Follow‑up questions from the agent
- This box contains any clarifying questions the agent has about the matter (each on its own line).
- These are not editable fields; they are prompts to help you improve your Case Context.
- Once you’ve answered them by updating the relevant sections and/or adding better documents, you can:
- Click Dismiss questions if they’re no longer useful, or
- Regenerate Case Context from new documents, which may update the follow‑ups.
Locking and concurrency
- When you open the modal and acquire the lock, you see the editor in editable mode.
- If someone else is editing:
- You’ll see a read‑only notice and cannot make changes.
- Locks have a timeout; if a user abandons editing, others can acquire the lock later.
Using Case Context with the Prompt Generator
- In the Prompt Generator modal, you’ll see a checkbox:
- Include Case Context
- When enabled, the generator uses the current Case Context to draft prompts tailored to your matter (e.g., review prompts that know who the parties are and what issues matter).
- Keep Case Context reasonably up‑to‑date before using the generator for production prompts.
- When revising strategy significantly (new pleadings, new key rulings), update Case Context and then re‑generate your prompt templates.
Best practices
- Always prioritize pleadings (statements of claim/defense, applications, motions) and core orders.
- Use the Add to context button with those documents first.
- Write for experienced Canadian litigators, not lay readers.
- Avoid narrative repetition; keep each section short and punchy.
- Focus on what helps reviewers decide relevance, issue linkage, and privilege quickly.
- Only include what is clearly supported by pleadings and key documents.
- If something is uncertain or contested, note that explicitly in Additional Notes, not as a confirmed fact.
- Use the Privilege Indicators section for clear rules and patterns.
- Don’t mix privilege notes into general relevance guidance where they might be overlooked.
- This is for high‑value context (e.g., reputational risk, public‑facing facts) that helps reviewers understand why a document matters.
- If a note clearly belongs in another section (e.g., a key event with a date), put it there instead.
- When the agent asks questions in the yellow box, either:
- Answer them in the structured fields, or
- Provide the missing documents (e.g., pleadings) and regenerate.
- Dismiss follow‑ups only once they’re handled or clearly not needed.
Troubleshooting
- I save, but the fields revert
- Ensure you’re saving without backend errors and that you hold the lock.
- The Save button now sends structured fields (contextJson) to the backend and they should persist; if they revert, confirm the backend is reachable and the status shows success.
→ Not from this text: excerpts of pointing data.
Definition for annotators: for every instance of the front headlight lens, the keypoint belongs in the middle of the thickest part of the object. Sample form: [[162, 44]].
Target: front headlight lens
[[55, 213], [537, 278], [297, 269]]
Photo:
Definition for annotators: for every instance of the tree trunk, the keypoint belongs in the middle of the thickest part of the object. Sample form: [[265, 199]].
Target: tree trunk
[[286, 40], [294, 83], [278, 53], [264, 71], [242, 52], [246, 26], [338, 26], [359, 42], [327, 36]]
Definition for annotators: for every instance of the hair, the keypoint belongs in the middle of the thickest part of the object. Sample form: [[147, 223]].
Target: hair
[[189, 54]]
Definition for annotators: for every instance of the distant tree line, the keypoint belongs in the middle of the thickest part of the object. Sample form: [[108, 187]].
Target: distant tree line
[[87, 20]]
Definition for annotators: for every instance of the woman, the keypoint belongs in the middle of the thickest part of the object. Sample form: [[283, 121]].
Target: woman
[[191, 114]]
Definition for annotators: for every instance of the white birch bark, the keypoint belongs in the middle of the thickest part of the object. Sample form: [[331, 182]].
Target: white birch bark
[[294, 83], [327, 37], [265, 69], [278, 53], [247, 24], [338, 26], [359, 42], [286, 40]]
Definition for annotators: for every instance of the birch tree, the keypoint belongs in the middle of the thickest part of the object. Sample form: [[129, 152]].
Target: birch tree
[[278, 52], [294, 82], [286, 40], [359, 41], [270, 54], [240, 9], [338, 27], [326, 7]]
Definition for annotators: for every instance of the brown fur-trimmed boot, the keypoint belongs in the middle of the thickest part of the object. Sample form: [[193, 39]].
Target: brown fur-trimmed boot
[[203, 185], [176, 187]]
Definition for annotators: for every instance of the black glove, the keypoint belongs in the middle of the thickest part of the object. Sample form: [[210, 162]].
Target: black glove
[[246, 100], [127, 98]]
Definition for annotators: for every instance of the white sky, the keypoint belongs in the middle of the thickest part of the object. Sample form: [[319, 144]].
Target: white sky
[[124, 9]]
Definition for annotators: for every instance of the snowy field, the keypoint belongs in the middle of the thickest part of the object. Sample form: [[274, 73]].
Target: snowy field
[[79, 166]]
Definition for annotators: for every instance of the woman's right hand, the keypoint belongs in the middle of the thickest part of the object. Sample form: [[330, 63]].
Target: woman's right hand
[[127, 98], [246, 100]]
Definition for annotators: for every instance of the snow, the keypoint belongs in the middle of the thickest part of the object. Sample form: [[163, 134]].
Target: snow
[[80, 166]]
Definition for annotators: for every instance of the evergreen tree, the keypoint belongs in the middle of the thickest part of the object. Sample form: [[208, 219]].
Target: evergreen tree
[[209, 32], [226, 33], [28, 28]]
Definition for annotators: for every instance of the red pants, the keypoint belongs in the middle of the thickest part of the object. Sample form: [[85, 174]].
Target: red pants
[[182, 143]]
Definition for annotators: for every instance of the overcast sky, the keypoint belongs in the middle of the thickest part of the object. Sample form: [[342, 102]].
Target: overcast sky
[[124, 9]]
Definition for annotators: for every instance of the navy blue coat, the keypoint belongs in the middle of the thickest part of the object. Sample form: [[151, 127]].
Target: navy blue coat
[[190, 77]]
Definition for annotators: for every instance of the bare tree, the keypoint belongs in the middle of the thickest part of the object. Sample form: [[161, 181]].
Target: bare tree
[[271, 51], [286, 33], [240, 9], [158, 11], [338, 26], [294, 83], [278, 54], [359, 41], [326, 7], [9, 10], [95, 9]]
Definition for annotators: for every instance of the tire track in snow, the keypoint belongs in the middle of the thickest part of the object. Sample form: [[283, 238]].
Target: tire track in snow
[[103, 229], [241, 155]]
- I see an error about documentTitle in GraphQL
- The Case Context feature now uses the title field on the GraphQL Document type as documented in Docs/API-docs.md.
- If you still see a documentTitle error, it likely means you’re on an older build or connecting to an environment with a different schema; contact support with the exact error.
Summary
- Built from pleadings and a small set of key documents.
- Edited via a structured, section‑based modal.
- Persisted per (case, organization) and used by the Prompt Generator for smarter, matter‑aware prompts.